Seluruh santri keluar dari kelas. Muhtar masih duduk di kursinya, memikirkan sesuatu.
Ia masih memikirkan mimpinya, kadang juga ia teringat dengan Naila, yang padahal baru sekali berpapasan di koperasi.
JALIL
(berdiri) Jar, ngopi! Warung pojok.
FAJAR
Ada duit?
JALIL
Halah... Aman! Ayo Tar, sekalian!
FAJAR
Tar. Woi, Tar! Ngopi, warung pojok!
(berdiri dan menyusul Jalil yang sudah di luar)
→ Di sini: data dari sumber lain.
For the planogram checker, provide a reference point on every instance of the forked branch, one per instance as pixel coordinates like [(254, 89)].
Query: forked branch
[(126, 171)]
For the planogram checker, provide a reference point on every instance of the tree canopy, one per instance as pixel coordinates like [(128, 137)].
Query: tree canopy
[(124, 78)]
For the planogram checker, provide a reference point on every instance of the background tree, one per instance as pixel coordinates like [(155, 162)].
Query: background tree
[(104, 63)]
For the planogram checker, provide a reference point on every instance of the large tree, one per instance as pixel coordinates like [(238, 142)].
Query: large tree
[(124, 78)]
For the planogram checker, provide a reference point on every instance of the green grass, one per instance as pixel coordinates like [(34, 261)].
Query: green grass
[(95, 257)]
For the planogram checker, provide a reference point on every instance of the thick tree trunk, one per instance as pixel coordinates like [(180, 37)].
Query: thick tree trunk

Muhtar terperanjat kemudian membereskan barang-barangnya lalu berjalan ke luar kelas.
CUT TO:
.EXT. TERAS KELAS - SIANG HARI
Muhtar keluar kelas, Jalil dan Fajar sedang duduk menunggunya.
MUHTAR
Gak ada duit?
FAJAR
(berdiri dari bangku) Ada bosnya, tenang!
CUT TO:
INT. WARUNG POJOK – MEJA DEKAT JENDELA - SIANG HARI
Muhtar, Jalil dan Fajar duduk saling berhadapan. Dengan secangkir kopi yang berada di hadapan masing-masing mereka, kecuali Jali. Ia merasa kurang kalau hanya secangkir, Jadi ia selalu memesan kopi dengan ukuran gelas besar. Suasana warung pojok cukup lumayan ramai tapi tidak sesak. Hanya lebih ramai dari malam hari. Jalil mengamati Muhtar yang dari tadi diam saja, tampak sedang memikirkan sesuatu. Dahinya mengeryit.
JALIL
Tar, gak usah serius-serius terus lah! Yang tenang.
FAJAR
(ke jalil dengan suara pelan) Kenapa, ada masalah?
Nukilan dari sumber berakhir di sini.